Patient age ranged from 22 to 43 years (mean = 34.3 ± 4.0 SD). The majority of couples were diagnosed with male factor infertility alone (34/59, 58%). Other diagnoses included endometriosis (n = 4), tubal factor (n = 3), PCO (n = 3), diminished ovarian reserve (n = 2), ovulation disorder (n = 2), and unexplained infertility (n = 7). The remaining four couples were diagnosed with a combination of both male and female factor infertility.
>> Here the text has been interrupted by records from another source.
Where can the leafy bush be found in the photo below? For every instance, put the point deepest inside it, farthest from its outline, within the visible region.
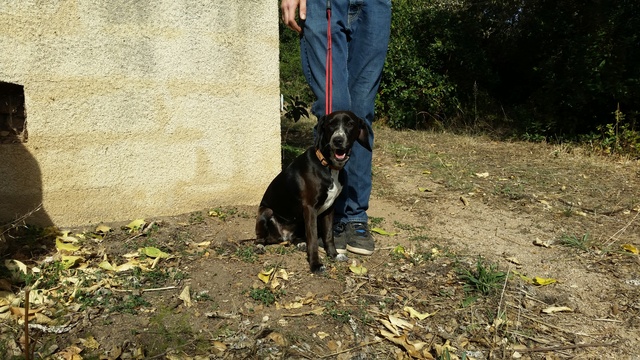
(413, 92)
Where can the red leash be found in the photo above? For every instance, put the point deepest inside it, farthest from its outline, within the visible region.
(328, 84)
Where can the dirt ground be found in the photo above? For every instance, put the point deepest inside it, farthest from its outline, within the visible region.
(484, 250)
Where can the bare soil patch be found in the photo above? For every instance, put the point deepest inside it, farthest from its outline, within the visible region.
(508, 250)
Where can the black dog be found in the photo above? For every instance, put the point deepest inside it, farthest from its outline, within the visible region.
(301, 197)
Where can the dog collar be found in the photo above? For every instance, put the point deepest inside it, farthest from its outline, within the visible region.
(324, 161)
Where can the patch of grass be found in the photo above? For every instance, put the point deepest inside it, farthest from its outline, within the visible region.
(283, 250)
(341, 316)
(419, 238)
(510, 191)
(484, 279)
(375, 221)
(196, 218)
(222, 214)
(583, 243)
(49, 276)
(403, 226)
(265, 295)
(247, 254)
(130, 304)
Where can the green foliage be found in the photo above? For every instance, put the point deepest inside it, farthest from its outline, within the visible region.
(265, 295)
(292, 81)
(414, 92)
(295, 108)
(485, 279)
(582, 243)
(620, 137)
(247, 254)
(539, 70)
(341, 316)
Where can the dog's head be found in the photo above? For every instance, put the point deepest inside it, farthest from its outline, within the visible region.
(336, 134)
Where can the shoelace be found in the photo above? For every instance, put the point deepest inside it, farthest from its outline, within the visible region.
(360, 229)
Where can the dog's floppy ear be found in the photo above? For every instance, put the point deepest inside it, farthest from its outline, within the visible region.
(363, 137)
(319, 131)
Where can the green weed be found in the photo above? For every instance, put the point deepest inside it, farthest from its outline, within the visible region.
(265, 295)
(484, 279)
(341, 316)
(247, 254)
(582, 243)
(375, 221)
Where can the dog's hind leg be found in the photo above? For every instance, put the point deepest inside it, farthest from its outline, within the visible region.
(311, 233)
(325, 231)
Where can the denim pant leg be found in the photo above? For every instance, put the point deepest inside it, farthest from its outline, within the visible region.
(360, 36)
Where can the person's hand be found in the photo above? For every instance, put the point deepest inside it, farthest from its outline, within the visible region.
(289, 8)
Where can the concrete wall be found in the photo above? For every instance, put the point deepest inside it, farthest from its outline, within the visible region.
(139, 108)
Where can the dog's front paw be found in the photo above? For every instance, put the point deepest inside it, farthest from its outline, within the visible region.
(342, 257)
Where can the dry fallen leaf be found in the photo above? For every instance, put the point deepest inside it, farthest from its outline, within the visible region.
(446, 349)
(358, 269)
(68, 261)
(539, 242)
(135, 225)
(153, 252)
(416, 314)
(543, 281)
(65, 246)
(414, 349)
(70, 353)
(555, 309)
(265, 275)
(102, 229)
(185, 296)
(382, 232)
(630, 248)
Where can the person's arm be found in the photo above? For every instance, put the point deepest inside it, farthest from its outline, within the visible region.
(289, 8)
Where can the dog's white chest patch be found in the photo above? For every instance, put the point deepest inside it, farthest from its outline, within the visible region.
(332, 193)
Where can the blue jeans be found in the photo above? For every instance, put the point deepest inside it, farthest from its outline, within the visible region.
(360, 37)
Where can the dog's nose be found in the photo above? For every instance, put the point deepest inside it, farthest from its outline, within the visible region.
(338, 142)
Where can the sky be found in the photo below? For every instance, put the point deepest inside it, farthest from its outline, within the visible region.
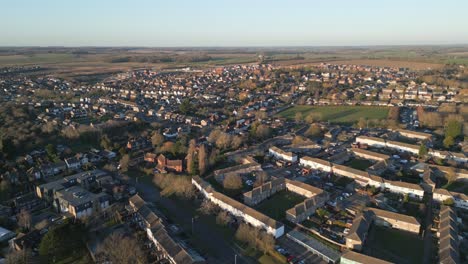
(190, 23)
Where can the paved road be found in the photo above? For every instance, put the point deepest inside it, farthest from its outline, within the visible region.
(427, 230)
(220, 250)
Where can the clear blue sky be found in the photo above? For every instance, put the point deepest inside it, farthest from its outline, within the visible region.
(232, 22)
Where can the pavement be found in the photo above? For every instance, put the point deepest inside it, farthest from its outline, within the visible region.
(427, 258)
(299, 252)
(216, 249)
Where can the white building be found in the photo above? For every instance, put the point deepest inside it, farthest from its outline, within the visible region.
(282, 155)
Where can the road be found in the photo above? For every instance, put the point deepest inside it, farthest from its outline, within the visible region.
(427, 230)
(221, 251)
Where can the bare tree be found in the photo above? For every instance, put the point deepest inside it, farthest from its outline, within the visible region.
(191, 157)
(19, 257)
(261, 178)
(120, 249)
(24, 219)
(232, 181)
(223, 218)
(202, 159)
(207, 207)
(157, 139)
(124, 162)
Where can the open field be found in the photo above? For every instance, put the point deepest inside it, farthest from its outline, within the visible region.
(70, 62)
(338, 114)
(398, 246)
(276, 206)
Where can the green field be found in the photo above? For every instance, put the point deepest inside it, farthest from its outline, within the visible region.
(457, 186)
(276, 206)
(337, 114)
(398, 246)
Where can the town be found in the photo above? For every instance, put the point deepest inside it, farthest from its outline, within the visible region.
(244, 163)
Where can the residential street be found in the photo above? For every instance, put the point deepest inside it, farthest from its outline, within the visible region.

The overall mean fertilization rate was 71.1%, with a mean oocyte degeneration rate of 12.0%. Mean embryo cell number was 3.0 on day 2 and 5.6 on day 3. Mean degree of embryo fragmentation was 7.6% on day 2 and 9.8% on day 3. Embryos were transferred to 44 patients at the cleavage stage on day 3 (mean = 2.5 embryos per transfer), and to 14 patients at the blastocyst stage on day 5 or 6 (mean = 1.9 embryos per transfer). In only one cycle was no transfer performed due to poor embryo quality. There were 26 pregnancies (44.8% per transfer) with 34 implantations (24.5% per embryo), based on ultrasound detection of fetal cardiac activity five to six weeks after embryo transfer, resulting in 20 live births and 3 spontaneous abortions, with three pregnancies ongoing at last report.